WebView stub apk to simplify installation #520
Comments
|
I understand what you mean, but I would not be able to develop this. You could start by developing something like this and see how it is to maintain it. Anything related to the SystemWebView requires constant user support. |
|
I could prepare and test a proof of concept. But in the end, it would have to be signed officially to allow installing official builds of Bromite SystemWebView as updates to it. Also, an overview of the capabilities nesessary for the WebView apart from the permissions declared in its manifest and it being registered as a system web view might be good, so the stub apk would not accidentaly fail to reqest everything from the system. Another idea i had was to fill any webview object another app might create using the stub apk would be filled with useful info.
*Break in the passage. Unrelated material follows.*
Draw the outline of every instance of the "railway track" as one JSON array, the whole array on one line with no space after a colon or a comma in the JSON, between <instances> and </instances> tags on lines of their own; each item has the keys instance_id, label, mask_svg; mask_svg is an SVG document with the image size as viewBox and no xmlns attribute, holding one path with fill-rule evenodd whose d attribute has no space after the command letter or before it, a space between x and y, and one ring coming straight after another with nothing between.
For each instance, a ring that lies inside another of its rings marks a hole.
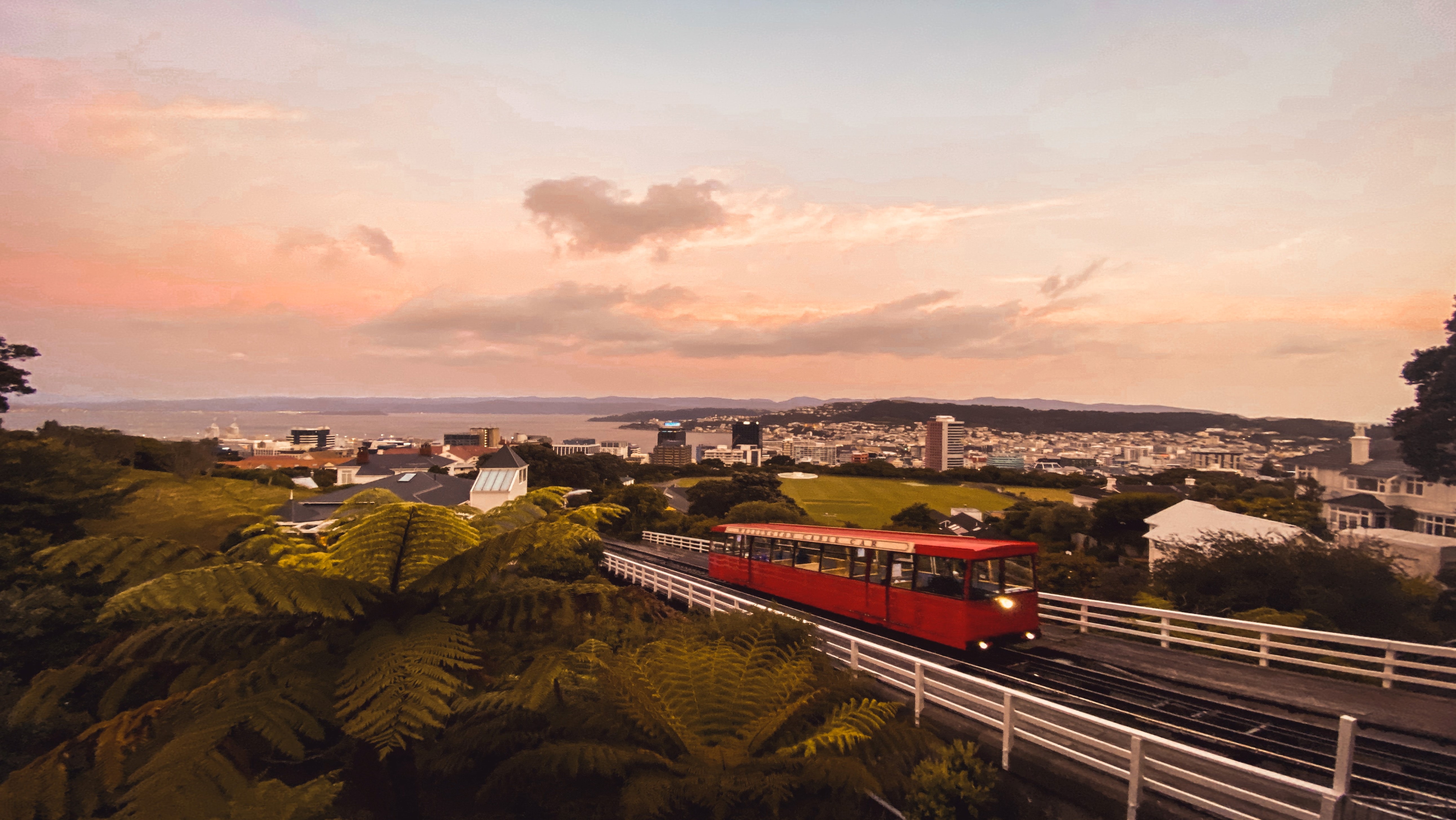
<instances>
[{"instance_id":1,"label":"railway track","mask_svg":"<svg viewBox=\"0 0 1456 820\"><path fill-rule=\"evenodd\" d=\"M1041 698L1226 757L1310 782L1328 782L1334 772L1337 730L1324 725L1313 715L1307 722L1274 715L1172 690L1168 685L1137 680L1127 673L1088 669L1041 651L997 650L987 655L955 653L830 613L804 610L788 602L745 593L712 581L693 562L628 543L617 542L613 546L702 583L721 586L725 591L757 597L764 604L807 620L858 632L866 641L893 644L900 651L960 667L997 683L1015 685ZM1358 801L1395 816L1456 820L1456 749L1440 749L1431 743L1406 744L1364 734L1356 744L1351 794Z\"/></svg>"}]
</instances>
I.E. if only just the stub apk is installed, opening up my webview based browser would fill it with some notice that Bromite WebView is not yet completely installed and simply needs to be upgraded to function. As i'm, totally unfamiliar with the internals of an android webview i've got no clue how to achieve this. As for the maintenance i think it might even be unnecessary to publish the apk for this more than once. As long as package name and signature don't change the stub apk shouldn't need to be altered. (and as long as there are no changes in any permissions or privileges that can only be declared in the original apk file - but i doubt these even exist in android) |
|
Okay i just managed to get a super basic proof-of-concept work by just doing the following:
Now it should be made sure that nothing is overlooked here and that the concept is applicable on android 10 onwards as well (The overlay story). But apart from making it work once i really don't see any expected maintaining burden here. Copy of the source code i used for my test apk stub: |
|
Okay i just tested this on a device running Lineage 17.1 and it worked as well. All-in-all it went just as fine as with the Pie device - the stub did not turn up in the WevView provider list, but as soon as a re-signed complete WebView apk was installed, it appeared in the list and could be used by applications. |
It could be tested on multiple Android versions using Android Virtual Devices.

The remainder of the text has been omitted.